Speakers
Description
Space activities are increasingly facing with sustainability challenges associated with the deployment of large satellite constellations and rapid accumulation of both functional and non-functional objects (i.e. debris), eventually leading to orbital congestion and increased cascading collision risks. Similar to conventional environmental stressors, space debris results from the interaction between human activities, technological development, and increasing societal demand, echoing the well-known IPAT identity where environmental impact (I) is driven by population (P), affluence (A), and technology (T).
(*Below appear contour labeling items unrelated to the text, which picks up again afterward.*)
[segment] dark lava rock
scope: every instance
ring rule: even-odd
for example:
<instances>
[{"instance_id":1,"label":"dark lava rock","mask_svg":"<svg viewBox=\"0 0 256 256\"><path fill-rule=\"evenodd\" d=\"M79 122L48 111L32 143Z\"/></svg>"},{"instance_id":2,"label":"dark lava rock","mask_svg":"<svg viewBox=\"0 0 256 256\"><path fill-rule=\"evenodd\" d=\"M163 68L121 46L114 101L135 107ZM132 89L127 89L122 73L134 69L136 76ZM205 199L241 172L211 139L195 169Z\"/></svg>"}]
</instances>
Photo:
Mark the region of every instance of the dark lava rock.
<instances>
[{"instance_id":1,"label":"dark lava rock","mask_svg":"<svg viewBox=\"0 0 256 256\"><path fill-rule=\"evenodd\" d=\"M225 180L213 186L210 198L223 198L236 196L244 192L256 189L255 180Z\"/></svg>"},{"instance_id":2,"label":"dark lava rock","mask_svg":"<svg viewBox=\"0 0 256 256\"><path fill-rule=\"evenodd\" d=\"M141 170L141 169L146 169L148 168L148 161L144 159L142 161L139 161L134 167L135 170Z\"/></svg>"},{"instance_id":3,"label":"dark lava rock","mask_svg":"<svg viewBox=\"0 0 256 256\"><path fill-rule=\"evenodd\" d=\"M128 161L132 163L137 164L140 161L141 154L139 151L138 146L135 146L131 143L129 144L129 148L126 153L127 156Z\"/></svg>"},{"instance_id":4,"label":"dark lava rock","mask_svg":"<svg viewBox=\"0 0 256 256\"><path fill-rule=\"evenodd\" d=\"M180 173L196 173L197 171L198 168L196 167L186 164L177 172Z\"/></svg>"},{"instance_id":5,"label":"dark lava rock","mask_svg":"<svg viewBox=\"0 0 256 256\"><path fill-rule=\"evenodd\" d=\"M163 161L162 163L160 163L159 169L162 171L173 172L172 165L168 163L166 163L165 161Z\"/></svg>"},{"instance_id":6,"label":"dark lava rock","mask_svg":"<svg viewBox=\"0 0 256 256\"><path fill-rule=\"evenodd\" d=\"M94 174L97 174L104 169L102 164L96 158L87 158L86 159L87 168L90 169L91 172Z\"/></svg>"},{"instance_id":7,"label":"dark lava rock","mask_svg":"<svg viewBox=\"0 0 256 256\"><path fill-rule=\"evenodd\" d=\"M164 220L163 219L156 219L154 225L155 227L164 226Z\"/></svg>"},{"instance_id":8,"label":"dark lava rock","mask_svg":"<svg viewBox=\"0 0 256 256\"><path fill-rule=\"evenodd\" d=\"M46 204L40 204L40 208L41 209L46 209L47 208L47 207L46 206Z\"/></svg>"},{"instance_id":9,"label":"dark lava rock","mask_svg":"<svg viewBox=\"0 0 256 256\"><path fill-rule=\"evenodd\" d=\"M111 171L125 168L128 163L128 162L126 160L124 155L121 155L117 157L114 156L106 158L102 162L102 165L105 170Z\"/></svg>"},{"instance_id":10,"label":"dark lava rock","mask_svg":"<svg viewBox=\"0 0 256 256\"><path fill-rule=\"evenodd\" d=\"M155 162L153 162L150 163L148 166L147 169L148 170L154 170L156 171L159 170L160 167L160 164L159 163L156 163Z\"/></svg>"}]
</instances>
While the IPAT framework provides a useful conceptual basis for understanding the drivers of environmental pressure, it does not account for ecological limits or the carrying capacity of natural systems, defined as the maximum continuous burden that the environment can sustain without undergoing critical degradation. To address this limitation, environmental Life Cycle Assessment (LCA) framework increasingly relies on normalization approaches based on carrying capacity also defined as Safe operating Space (SoS) within the well-established Planetary Boundaries framework. The latter provides a science-based representation of global environmental limits beyond which Earth system stability may be compromised.
Building upon this concept, Absolute Environmental Sustainability Assessment (AESA) aims to evaluate whether human activities remain within their allocated share of the SOS by (i) estimating the environmental footprint of an activity and (ii) allocating carrying capacities to the studied activity across regions, countries, and sectors, relying on different ethical principles such as equal per capita, responsibility, ability to pay, or acquired rights.
This keynote explores the analogy between space debris and conventional environmental stressors through the prism of Absolute Environmental sustainability Assessment. Particular attention will be given to methodological developments related to normalization, impact pathways, and carry capacity allocation principles. The presentation will further discuss recent applications on the assessment of the EU Consumption Footprint against Planetary Boundaries, illustrating how AESA can support the transition from relative environmental performance to absolute sustainability considerations.